I saw the water tower jutting into the bright blue October sky as I coasted down the hill after dropping off my son at day care. He had fallen asleep in the car, once again, after screaming at me since 4 a.m. The day care providers cooed over my "little angel" as I wrote them a check — a check I hoped they wouldn't cash until my payday at the end of the week.
As I drove past the water tower, I found my eyes drawn to the ladder. If I wanted to, I thought, I could pull over, climb up the tower. ...
And do a swan dive off the top.
But not today. I had an important meeting in 10 minutes. "Keep it together, Jenn," I chastised myself. I didn't want to leave a clue that something was wrong. So I filed away the thought for another day.

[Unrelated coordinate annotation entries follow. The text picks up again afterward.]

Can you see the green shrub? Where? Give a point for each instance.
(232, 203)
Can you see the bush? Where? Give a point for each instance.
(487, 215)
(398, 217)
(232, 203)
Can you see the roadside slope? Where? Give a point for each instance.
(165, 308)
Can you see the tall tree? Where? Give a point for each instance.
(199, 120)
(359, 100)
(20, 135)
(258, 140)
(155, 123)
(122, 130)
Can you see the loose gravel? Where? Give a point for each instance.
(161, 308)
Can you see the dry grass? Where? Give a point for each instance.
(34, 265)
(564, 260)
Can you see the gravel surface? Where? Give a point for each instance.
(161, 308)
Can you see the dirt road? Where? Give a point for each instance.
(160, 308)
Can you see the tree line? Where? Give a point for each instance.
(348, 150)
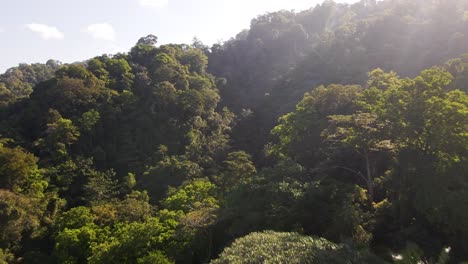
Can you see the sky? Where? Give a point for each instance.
(37, 30)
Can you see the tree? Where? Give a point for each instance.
(279, 247)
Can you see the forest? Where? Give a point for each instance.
(337, 134)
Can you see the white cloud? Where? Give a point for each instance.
(46, 32)
(154, 3)
(101, 31)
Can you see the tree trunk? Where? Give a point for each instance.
(369, 181)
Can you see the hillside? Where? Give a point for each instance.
(342, 128)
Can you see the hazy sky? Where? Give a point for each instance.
(66, 30)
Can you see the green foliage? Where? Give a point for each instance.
(272, 247)
(135, 157)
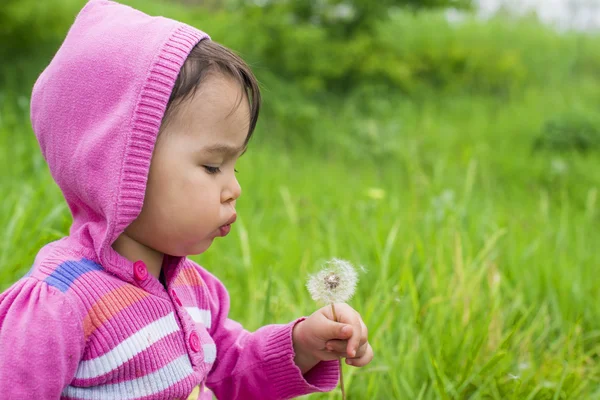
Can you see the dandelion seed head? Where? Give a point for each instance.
(335, 283)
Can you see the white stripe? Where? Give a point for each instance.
(128, 348)
(200, 316)
(210, 352)
(147, 385)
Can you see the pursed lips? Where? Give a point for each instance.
(226, 228)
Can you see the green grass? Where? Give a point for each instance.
(481, 258)
(480, 252)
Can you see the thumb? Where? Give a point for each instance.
(335, 330)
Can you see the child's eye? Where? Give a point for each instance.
(211, 170)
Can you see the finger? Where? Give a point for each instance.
(362, 361)
(348, 315)
(354, 341)
(330, 330)
(364, 334)
(338, 346)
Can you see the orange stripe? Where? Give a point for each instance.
(109, 305)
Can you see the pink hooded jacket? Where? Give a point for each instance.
(85, 323)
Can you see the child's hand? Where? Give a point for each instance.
(320, 338)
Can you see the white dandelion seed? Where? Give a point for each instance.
(335, 283)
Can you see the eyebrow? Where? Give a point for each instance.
(223, 149)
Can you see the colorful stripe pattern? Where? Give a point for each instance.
(136, 347)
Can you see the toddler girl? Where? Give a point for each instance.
(141, 120)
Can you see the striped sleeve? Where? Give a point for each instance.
(41, 341)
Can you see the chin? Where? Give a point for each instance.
(199, 248)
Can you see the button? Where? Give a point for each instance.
(195, 342)
(140, 272)
(176, 298)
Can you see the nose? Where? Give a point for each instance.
(232, 191)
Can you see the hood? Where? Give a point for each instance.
(96, 111)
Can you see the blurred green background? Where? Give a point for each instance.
(455, 157)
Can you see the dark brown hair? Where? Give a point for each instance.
(210, 57)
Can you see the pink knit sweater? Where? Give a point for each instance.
(85, 323)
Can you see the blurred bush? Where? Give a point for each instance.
(572, 131)
(354, 56)
(337, 46)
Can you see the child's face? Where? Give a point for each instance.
(192, 187)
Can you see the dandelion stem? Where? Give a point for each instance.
(339, 359)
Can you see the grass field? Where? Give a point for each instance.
(481, 253)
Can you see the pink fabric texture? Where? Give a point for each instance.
(85, 323)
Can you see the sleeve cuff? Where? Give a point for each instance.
(285, 377)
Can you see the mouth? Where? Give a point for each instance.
(226, 228)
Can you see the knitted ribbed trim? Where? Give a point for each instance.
(146, 122)
(288, 382)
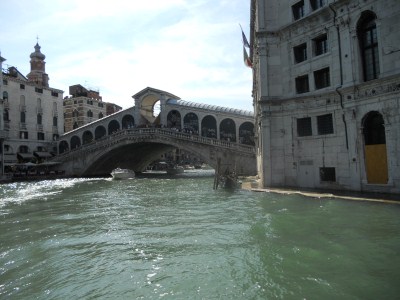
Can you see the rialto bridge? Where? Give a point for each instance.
(157, 123)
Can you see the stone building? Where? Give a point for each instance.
(32, 113)
(326, 89)
(85, 106)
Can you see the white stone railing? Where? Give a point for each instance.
(152, 133)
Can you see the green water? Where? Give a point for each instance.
(163, 238)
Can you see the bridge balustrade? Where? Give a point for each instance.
(151, 133)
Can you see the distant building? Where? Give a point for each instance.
(85, 106)
(32, 113)
(326, 93)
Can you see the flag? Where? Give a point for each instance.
(246, 58)
(245, 42)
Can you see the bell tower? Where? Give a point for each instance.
(38, 73)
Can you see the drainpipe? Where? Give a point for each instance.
(341, 73)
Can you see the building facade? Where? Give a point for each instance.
(326, 90)
(85, 106)
(32, 113)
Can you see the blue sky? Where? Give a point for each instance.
(190, 48)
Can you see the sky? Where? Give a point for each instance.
(189, 48)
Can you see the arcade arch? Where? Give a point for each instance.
(227, 130)
(209, 127)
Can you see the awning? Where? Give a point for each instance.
(10, 159)
(25, 155)
(42, 154)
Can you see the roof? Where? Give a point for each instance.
(155, 91)
(179, 102)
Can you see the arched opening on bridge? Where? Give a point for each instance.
(174, 119)
(148, 108)
(75, 142)
(128, 122)
(246, 133)
(87, 137)
(99, 132)
(156, 108)
(113, 127)
(63, 147)
(191, 123)
(209, 127)
(227, 130)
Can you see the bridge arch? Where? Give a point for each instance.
(75, 142)
(174, 119)
(209, 127)
(113, 127)
(246, 133)
(99, 132)
(128, 122)
(87, 137)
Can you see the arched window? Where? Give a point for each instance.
(174, 119)
(6, 115)
(368, 40)
(23, 117)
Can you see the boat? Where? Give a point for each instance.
(175, 170)
(119, 173)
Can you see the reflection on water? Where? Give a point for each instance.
(177, 238)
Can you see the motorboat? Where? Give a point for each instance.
(175, 170)
(119, 173)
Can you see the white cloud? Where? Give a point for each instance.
(189, 48)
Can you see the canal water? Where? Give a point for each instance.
(163, 238)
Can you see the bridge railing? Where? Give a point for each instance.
(154, 132)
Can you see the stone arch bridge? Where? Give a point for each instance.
(159, 122)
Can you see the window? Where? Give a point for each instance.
(304, 127)
(6, 115)
(302, 84)
(315, 4)
(327, 174)
(325, 124)
(368, 41)
(41, 136)
(23, 117)
(23, 135)
(321, 78)
(320, 44)
(298, 10)
(300, 53)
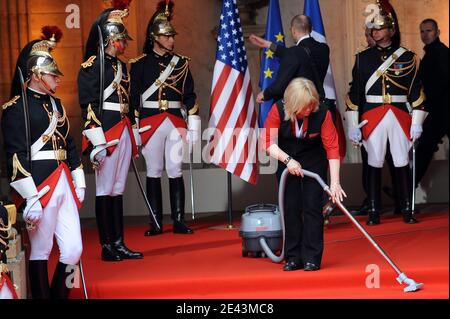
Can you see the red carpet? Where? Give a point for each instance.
(208, 264)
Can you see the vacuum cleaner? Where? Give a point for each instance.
(261, 223)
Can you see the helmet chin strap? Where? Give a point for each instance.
(162, 46)
(46, 86)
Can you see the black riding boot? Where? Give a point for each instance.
(154, 195)
(405, 193)
(374, 183)
(118, 243)
(176, 189)
(59, 288)
(103, 214)
(38, 272)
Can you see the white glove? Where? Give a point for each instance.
(192, 136)
(354, 134)
(137, 137)
(33, 211)
(100, 156)
(194, 128)
(80, 193)
(415, 131)
(418, 117)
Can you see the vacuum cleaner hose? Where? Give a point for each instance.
(262, 240)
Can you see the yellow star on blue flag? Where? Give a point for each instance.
(268, 73)
(270, 62)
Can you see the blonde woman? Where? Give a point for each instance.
(300, 134)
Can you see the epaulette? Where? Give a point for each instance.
(184, 57)
(363, 50)
(88, 62)
(11, 102)
(134, 60)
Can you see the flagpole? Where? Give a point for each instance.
(230, 225)
(230, 202)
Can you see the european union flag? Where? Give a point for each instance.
(270, 63)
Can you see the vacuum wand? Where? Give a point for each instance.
(402, 278)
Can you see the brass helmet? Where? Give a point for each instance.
(160, 22)
(111, 24)
(114, 28)
(40, 61)
(384, 18)
(25, 62)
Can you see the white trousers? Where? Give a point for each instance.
(166, 143)
(110, 179)
(5, 292)
(388, 129)
(60, 219)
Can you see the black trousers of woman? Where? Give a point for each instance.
(303, 202)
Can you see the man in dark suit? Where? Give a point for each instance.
(433, 72)
(295, 61)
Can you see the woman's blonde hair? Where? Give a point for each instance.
(300, 93)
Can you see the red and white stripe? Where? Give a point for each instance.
(233, 116)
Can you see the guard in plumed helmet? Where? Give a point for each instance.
(386, 92)
(7, 290)
(162, 89)
(110, 132)
(44, 167)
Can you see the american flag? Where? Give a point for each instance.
(233, 143)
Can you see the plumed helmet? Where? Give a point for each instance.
(111, 24)
(36, 57)
(386, 18)
(159, 24)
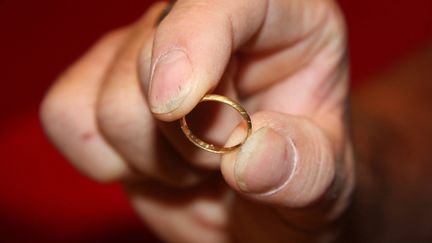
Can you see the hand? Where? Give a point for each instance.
(112, 115)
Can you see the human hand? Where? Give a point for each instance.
(283, 60)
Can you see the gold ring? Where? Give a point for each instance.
(211, 147)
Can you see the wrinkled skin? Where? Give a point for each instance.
(113, 115)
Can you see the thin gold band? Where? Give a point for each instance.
(211, 147)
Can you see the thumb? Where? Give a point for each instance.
(288, 161)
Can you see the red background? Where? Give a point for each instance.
(42, 198)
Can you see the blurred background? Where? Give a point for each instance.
(42, 198)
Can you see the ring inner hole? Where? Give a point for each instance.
(213, 122)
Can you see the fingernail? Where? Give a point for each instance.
(169, 84)
(264, 162)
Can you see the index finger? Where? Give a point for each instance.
(194, 44)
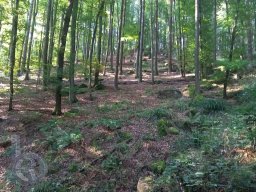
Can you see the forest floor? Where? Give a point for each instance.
(105, 144)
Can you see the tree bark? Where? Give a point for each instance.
(26, 38)
(73, 52)
(170, 39)
(142, 26)
(156, 37)
(12, 51)
(119, 45)
(197, 32)
(230, 57)
(122, 60)
(97, 68)
(61, 52)
(46, 45)
(35, 8)
(152, 42)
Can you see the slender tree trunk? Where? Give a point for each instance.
(61, 53)
(215, 32)
(197, 32)
(101, 7)
(53, 22)
(232, 43)
(12, 51)
(156, 37)
(73, 52)
(35, 8)
(97, 68)
(122, 60)
(46, 45)
(170, 39)
(119, 45)
(142, 26)
(25, 48)
(152, 42)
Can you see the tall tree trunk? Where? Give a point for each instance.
(122, 60)
(119, 45)
(12, 50)
(61, 53)
(142, 26)
(152, 41)
(97, 68)
(230, 57)
(35, 8)
(101, 7)
(111, 36)
(46, 45)
(197, 32)
(53, 22)
(73, 52)
(26, 38)
(156, 37)
(170, 38)
(215, 32)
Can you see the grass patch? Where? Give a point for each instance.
(111, 124)
(113, 107)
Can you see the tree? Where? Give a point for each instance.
(170, 54)
(73, 52)
(35, 11)
(156, 37)
(46, 44)
(12, 50)
(197, 31)
(142, 26)
(26, 38)
(60, 59)
(119, 45)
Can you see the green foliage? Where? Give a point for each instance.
(112, 162)
(73, 167)
(192, 90)
(48, 186)
(209, 104)
(57, 138)
(156, 113)
(233, 66)
(158, 166)
(123, 148)
(111, 124)
(248, 93)
(207, 85)
(162, 126)
(110, 107)
(123, 136)
(198, 162)
(30, 117)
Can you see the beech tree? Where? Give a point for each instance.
(13, 49)
(61, 53)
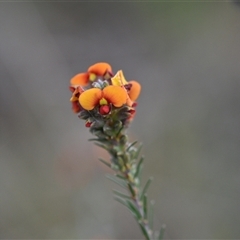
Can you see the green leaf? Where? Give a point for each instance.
(121, 195)
(138, 150)
(145, 206)
(126, 204)
(105, 162)
(131, 190)
(139, 166)
(146, 187)
(121, 177)
(144, 231)
(134, 210)
(117, 181)
(162, 231)
(101, 145)
(123, 202)
(131, 145)
(150, 215)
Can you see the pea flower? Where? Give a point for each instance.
(107, 103)
(101, 69)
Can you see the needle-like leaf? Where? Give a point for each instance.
(146, 187)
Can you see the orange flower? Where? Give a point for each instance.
(101, 69)
(133, 88)
(111, 94)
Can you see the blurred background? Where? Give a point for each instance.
(186, 57)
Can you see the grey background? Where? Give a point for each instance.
(186, 57)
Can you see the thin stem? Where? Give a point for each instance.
(134, 190)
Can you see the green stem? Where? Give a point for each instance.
(133, 186)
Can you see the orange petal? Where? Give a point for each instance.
(80, 79)
(119, 79)
(90, 98)
(135, 90)
(115, 95)
(100, 68)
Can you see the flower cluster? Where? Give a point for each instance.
(100, 97)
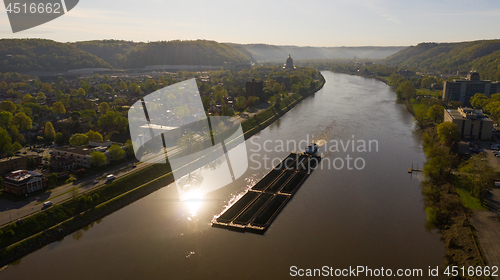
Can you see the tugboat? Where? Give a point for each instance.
(312, 149)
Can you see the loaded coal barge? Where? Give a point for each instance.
(256, 209)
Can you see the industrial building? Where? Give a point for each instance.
(472, 124)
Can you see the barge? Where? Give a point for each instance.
(261, 204)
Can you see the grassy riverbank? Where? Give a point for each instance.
(36, 231)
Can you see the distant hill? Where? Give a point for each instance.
(263, 52)
(482, 56)
(199, 52)
(111, 51)
(27, 55)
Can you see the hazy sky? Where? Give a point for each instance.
(279, 22)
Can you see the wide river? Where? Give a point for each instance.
(370, 214)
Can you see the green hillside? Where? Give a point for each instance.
(111, 51)
(26, 55)
(199, 52)
(482, 56)
(263, 52)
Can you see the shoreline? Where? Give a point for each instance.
(56, 232)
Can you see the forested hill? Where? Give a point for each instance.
(263, 52)
(26, 55)
(199, 52)
(111, 51)
(482, 56)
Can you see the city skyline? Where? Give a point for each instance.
(317, 23)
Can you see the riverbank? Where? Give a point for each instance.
(18, 240)
(443, 200)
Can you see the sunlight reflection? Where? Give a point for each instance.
(193, 201)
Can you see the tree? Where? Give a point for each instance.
(241, 102)
(5, 118)
(116, 152)
(130, 147)
(52, 179)
(190, 143)
(78, 140)
(16, 146)
(436, 112)
(81, 92)
(448, 133)
(58, 108)
(253, 100)
(89, 115)
(428, 81)
(479, 175)
(22, 121)
(27, 98)
(104, 108)
(40, 97)
(49, 132)
(93, 135)
(8, 106)
(97, 158)
(206, 103)
(5, 141)
(47, 88)
(59, 139)
(21, 139)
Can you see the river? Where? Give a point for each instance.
(370, 214)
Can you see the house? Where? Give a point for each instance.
(472, 124)
(22, 182)
(12, 163)
(63, 162)
(464, 90)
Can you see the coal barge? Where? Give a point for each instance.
(256, 209)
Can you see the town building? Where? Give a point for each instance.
(63, 162)
(289, 63)
(254, 88)
(12, 163)
(472, 124)
(81, 155)
(464, 90)
(283, 80)
(22, 182)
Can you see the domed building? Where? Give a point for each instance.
(289, 63)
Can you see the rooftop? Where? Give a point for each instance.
(82, 150)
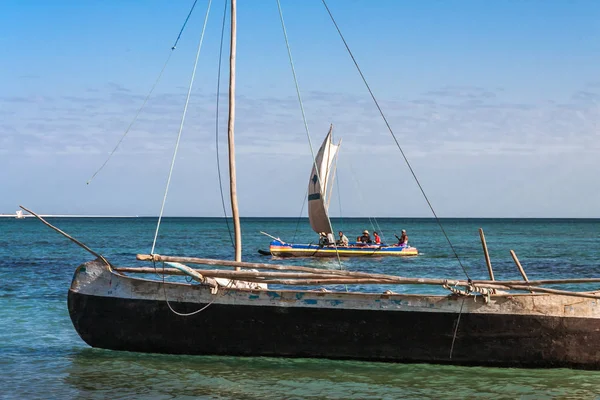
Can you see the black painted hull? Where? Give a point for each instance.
(376, 335)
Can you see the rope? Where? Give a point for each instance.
(217, 127)
(396, 140)
(287, 44)
(184, 24)
(193, 312)
(299, 217)
(187, 101)
(147, 97)
(456, 328)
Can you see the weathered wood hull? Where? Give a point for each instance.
(116, 312)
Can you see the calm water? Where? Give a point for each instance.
(41, 355)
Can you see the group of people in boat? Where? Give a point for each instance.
(326, 239)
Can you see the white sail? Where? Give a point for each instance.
(317, 186)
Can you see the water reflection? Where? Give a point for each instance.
(98, 374)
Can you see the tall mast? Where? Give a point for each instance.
(230, 126)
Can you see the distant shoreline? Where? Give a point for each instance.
(67, 216)
(14, 216)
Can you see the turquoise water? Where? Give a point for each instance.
(41, 355)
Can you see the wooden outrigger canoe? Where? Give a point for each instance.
(111, 310)
(282, 249)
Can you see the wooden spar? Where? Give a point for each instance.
(229, 263)
(230, 137)
(487, 254)
(521, 270)
(77, 242)
(314, 279)
(426, 281)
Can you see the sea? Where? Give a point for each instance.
(42, 356)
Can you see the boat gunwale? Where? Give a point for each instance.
(317, 292)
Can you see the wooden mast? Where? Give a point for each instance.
(230, 139)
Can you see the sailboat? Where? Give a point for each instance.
(319, 194)
(487, 322)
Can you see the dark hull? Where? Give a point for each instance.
(375, 335)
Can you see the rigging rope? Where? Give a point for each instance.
(146, 99)
(287, 44)
(187, 101)
(395, 139)
(217, 127)
(300, 217)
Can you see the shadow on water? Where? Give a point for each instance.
(100, 373)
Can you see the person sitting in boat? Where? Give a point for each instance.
(403, 239)
(325, 239)
(343, 242)
(366, 238)
(330, 239)
(322, 239)
(376, 238)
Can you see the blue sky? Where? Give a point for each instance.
(496, 104)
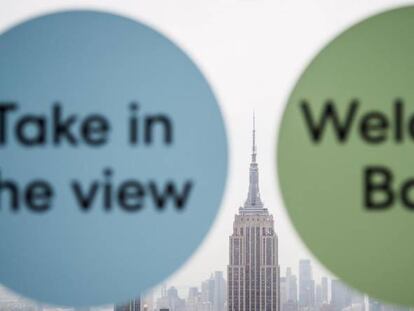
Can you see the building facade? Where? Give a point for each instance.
(253, 271)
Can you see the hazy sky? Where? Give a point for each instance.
(252, 52)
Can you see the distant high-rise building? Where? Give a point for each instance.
(340, 295)
(219, 291)
(253, 272)
(170, 300)
(306, 284)
(132, 305)
(283, 291)
(324, 285)
(318, 296)
(292, 286)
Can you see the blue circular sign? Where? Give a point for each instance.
(113, 158)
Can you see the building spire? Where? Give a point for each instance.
(254, 151)
(253, 201)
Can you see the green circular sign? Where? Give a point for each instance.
(346, 156)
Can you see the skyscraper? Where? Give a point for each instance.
(253, 272)
(324, 284)
(292, 286)
(306, 284)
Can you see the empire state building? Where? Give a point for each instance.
(253, 272)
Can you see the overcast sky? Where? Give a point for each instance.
(252, 52)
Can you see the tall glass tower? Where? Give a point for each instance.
(253, 271)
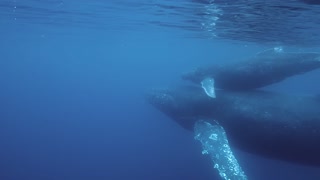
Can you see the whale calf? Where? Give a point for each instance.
(263, 69)
(280, 126)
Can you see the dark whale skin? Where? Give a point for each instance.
(279, 126)
(256, 72)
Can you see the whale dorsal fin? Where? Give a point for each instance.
(272, 51)
(208, 85)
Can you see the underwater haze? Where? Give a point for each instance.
(74, 74)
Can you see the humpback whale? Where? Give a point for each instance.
(280, 126)
(274, 125)
(263, 69)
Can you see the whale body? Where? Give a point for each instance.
(258, 71)
(280, 126)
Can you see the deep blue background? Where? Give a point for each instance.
(72, 105)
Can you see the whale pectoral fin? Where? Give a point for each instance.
(215, 143)
(208, 85)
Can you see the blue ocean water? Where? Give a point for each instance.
(73, 78)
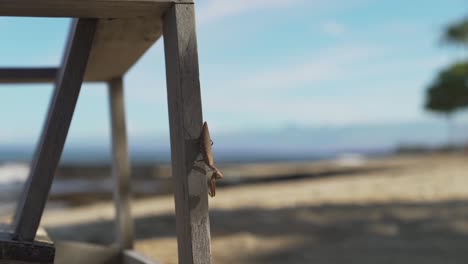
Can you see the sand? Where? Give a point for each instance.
(406, 209)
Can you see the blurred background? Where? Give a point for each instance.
(341, 128)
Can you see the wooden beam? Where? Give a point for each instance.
(84, 8)
(68, 252)
(55, 131)
(120, 166)
(186, 121)
(133, 257)
(27, 75)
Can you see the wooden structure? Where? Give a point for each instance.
(107, 37)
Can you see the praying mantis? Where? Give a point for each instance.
(207, 154)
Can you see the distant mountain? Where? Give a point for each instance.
(289, 143)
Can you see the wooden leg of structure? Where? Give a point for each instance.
(55, 131)
(185, 119)
(120, 166)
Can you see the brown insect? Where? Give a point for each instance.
(206, 150)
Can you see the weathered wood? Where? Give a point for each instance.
(84, 8)
(55, 131)
(27, 75)
(68, 252)
(133, 257)
(120, 166)
(119, 43)
(40, 251)
(185, 120)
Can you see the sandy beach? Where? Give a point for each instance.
(404, 209)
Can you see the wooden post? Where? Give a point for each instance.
(120, 166)
(186, 121)
(55, 131)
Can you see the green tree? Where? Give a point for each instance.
(449, 92)
(457, 33)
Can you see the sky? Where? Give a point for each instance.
(264, 65)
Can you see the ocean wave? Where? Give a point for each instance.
(13, 173)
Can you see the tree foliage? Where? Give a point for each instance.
(449, 92)
(457, 33)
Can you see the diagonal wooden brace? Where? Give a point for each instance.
(49, 150)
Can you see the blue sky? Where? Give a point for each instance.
(265, 65)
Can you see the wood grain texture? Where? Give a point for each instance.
(55, 131)
(120, 166)
(119, 43)
(41, 250)
(68, 252)
(85, 8)
(27, 75)
(133, 257)
(185, 120)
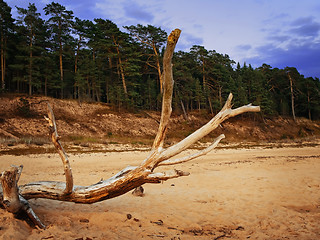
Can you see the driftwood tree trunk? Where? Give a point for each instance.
(14, 198)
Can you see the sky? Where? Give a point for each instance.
(280, 33)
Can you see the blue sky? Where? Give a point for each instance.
(277, 32)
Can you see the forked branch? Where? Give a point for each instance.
(131, 176)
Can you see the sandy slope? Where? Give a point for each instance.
(230, 194)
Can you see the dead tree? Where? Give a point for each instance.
(14, 198)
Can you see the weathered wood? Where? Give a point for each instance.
(14, 198)
(55, 140)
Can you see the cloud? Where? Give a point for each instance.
(187, 40)
(305, 57)
(243, 47)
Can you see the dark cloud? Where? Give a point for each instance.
(279, 38)
(187, 40)
(294, 45)
(244, 47)
(306, 27)
(305, 57)
(135, 11)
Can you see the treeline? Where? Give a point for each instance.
(67, 57)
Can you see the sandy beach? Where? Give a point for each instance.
(257, 193)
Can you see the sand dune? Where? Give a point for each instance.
(230, 194)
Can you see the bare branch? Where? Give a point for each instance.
(163, 176)
(225, 113)
(168, 88)
(12, 200)
(194, 155)
(55, 140)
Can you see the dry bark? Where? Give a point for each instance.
(14, 198)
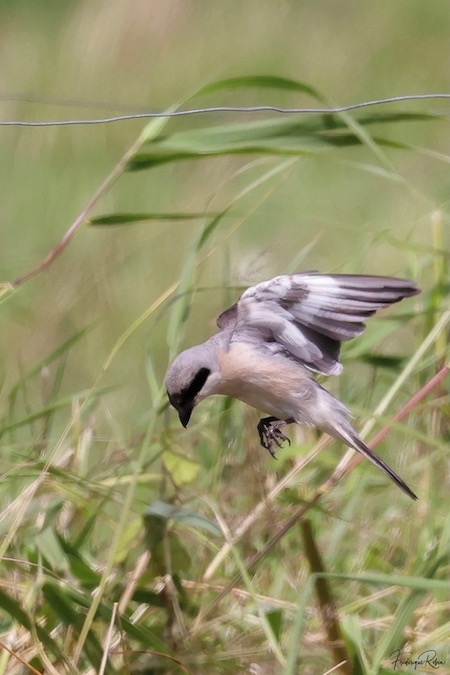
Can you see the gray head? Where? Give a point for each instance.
(193, 376)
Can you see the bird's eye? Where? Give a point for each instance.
(196, 385)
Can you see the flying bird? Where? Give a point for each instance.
(269, 342)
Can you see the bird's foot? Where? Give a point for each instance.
(270, 434)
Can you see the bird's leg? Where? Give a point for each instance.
(270, 434)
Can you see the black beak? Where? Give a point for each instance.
(184, 415)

In truth, it wasn't my first suicidal thought. It wasn't even my first since my son was born two months earlier. But it was the first time I'd felt a true urge to follow through.
'I wanted out'
When we announced we were expecting our second child during Christmas 2006, my husband and I knew that both of our fathers were in poor health. We knew both men hoped for a grandson, but neither lived long enough to meet him.
My father-in-law was the first to pass, and I tried being the rock for my husband. When my own father died two months later, I was trying to be strong for my mother and daughter. During that time, I convinced myself that this baby boy would fill our lives with joy and help alleviate our sorrow.